Justice Orville Armstrong concurred in Turner’s opinion, as he had last year. But Justice Richard Mosk dissented in part, arguing that an order granting new trial—based, for example, on the trial judge acting as a “13th juror”—would be a permissible outcome.

Three Defendants

Stern, Eroshevich, and Dr. Sandeep Kapoor were tried on an 11-count information involving prescriptions given to Smith in the months before she died in Florida on Feb. 8, 2007, of an accidental drug overdose. The defendants were not charged with causing her death.

The jury returned verdicts in October 2010, acquitting Kapoor on all charges, while finding Eroshevich guilty of obtaining controlled substances by fraud or misrepresentation, and giving false information to obtain controlled substances and finding both Eroshevich and Stern guilty on two counts of conspiring to commit those offenses.

At a sentencing hearing, however, Perry threw out both of Stern’s convictions and all but one of Eroshevich’s, and reduced that one charge—obtaining drugs by fraud or misrepresentation—to a misdemeanor. The doctor was sentenced to a year of probation.

In September 2011, prosecutors filed an unusual appeal saying Perry was biased and abused his discretion when he dismissed the counts on which Stern and Eroshevich were convicted.

Prosecutors argued in their appeal that Perry was biased against them and had created a celebrity exception to the law. They noted that Perry accused a prosecutor of ethical violations during the case and said that the case had been overcharged.

Common Practice Claimed

The defendants did not dispute that drugs prescribed in Stern’s name, or in the names of others who had no connection to the case other than having their identities misused, were for Smith’s use. But they claimed that they were simply engaging in a common local practice of using false identities to protect the privacy of celebrities.

But Turner said the prosecution met its burden of proving that Stern and Eroshevich conspired for a criminal purpose.

Stern, he said, was aware that multiple prescriptions were being written in multiple names—by Eroshevich and other doctors—and being filled at multiple pharmacies, and that Smith’s treating doctors were unaware of this. Both defendants, Turner noted, “knowingly side-stepped” Kapoor’s efforts to detoxify Smith after she became pregnant.

“His knowledge and involvement was such the jury could reasonably conclude Mr. Stern, a lawyer, knowingly participated in the ongoing illegal practice of securing illegal prescriptions,” the presiding justice wrote.

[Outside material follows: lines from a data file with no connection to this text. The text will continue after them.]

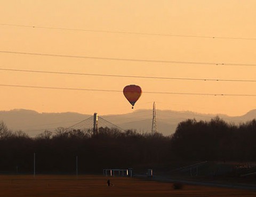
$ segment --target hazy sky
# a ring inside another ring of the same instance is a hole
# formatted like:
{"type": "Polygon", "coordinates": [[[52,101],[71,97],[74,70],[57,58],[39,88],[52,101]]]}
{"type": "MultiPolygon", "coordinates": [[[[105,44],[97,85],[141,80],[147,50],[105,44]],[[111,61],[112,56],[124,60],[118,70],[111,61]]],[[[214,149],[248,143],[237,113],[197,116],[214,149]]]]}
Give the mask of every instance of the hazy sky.
{"type": "MultiPolygon", "coordinates": [[[[254,64],[255,7],[255,0],[0,0],[0,51],[254,64]]],[[[2,69],[256,80],[256,66],[245,65],[121,61],[4,53],[0,53],[0,59],[2,69]]],[[[135,84],[145,92],[256,95],[256,82],[117,78],[4,70],[0,70],[0,84],[4,85],[122,91],[125,85],[135,84]]],[[[0,110],[25,108],[39,112],[89,114],[98,112],[99,115],[132,112],[122,92],[5,86],[0,86],[0,110]]],[[[151,109],[155,101],[158,109],[240,115],[256,108],[255,99],[255,96],[145,93],[135,109],[151,109]]]]}

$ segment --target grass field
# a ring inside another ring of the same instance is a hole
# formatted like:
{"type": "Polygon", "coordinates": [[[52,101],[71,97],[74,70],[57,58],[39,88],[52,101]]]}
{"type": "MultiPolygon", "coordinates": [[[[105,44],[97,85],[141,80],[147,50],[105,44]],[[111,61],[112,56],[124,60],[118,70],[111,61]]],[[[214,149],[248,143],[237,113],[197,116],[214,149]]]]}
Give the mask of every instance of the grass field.
{"type": "Polygon", "coordinates": [[[1,196],[255,196],[256,191],[100,176],[0,175],[1,196]]]}

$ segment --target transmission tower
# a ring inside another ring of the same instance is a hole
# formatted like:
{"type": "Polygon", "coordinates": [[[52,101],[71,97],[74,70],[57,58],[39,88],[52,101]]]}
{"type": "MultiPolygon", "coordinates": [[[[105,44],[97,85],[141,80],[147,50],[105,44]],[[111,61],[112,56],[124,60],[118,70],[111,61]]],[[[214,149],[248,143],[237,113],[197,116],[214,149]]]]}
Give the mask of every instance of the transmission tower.
{"type": "Polygon", "coordinates": [[[153,118],[152,119],[152,129],[151,130],[152,134],[155,134],[157,133],[157,125],[156,124],[156,105],[155,102],[153,103],[153,118]]]}

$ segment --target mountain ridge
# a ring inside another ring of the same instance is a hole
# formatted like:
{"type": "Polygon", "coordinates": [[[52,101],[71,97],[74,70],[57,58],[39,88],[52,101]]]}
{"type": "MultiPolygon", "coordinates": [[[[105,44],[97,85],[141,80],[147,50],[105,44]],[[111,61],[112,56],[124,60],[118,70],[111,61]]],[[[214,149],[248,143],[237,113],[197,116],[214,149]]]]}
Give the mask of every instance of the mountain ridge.
{"type": "MultiPolygon", "coordinates": [[[[0,121],[3,121],[10,130],[22,130],[29,136],[34,137],[45,130],[54,131],[58,127],[70,127],[92,115],[70,112],[38,113],[30,109],[14,109],[9,111],[0,111],[0,121]]],[[[139,109],[124,114],[99,115],[124,130],[133,129],[139,132],[151,132],[152,110],[150,109],[139,109]]],[[[203,114],[190,111],[156,110],[158,131],[164,135],[173,133],[177,126],[181,121],[194,118],[198,121],[208,121],[217,116],[228,123],[239,124],[255,118],[256,109],[252,109],[238,116],[203,114]]]]}

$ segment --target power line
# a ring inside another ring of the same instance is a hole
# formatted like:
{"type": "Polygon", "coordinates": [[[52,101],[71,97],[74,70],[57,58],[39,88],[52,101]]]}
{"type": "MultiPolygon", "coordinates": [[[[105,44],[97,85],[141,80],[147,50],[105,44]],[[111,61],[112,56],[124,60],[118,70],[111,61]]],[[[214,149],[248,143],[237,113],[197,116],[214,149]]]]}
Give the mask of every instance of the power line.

As for Eroshevich—who was placed on probation by the Medical Board of California and had her license suspended for 90 days as a result of the case—Turner explained that the dismissal of the charges against her was based on the erroneous conclusion that she could not have conspired with Stern because there was insufficient evidence that Stern was guilty of conspiracy. On remand, the judge can still consider her motion for a new trial or dismiss on other grounds, Turner said.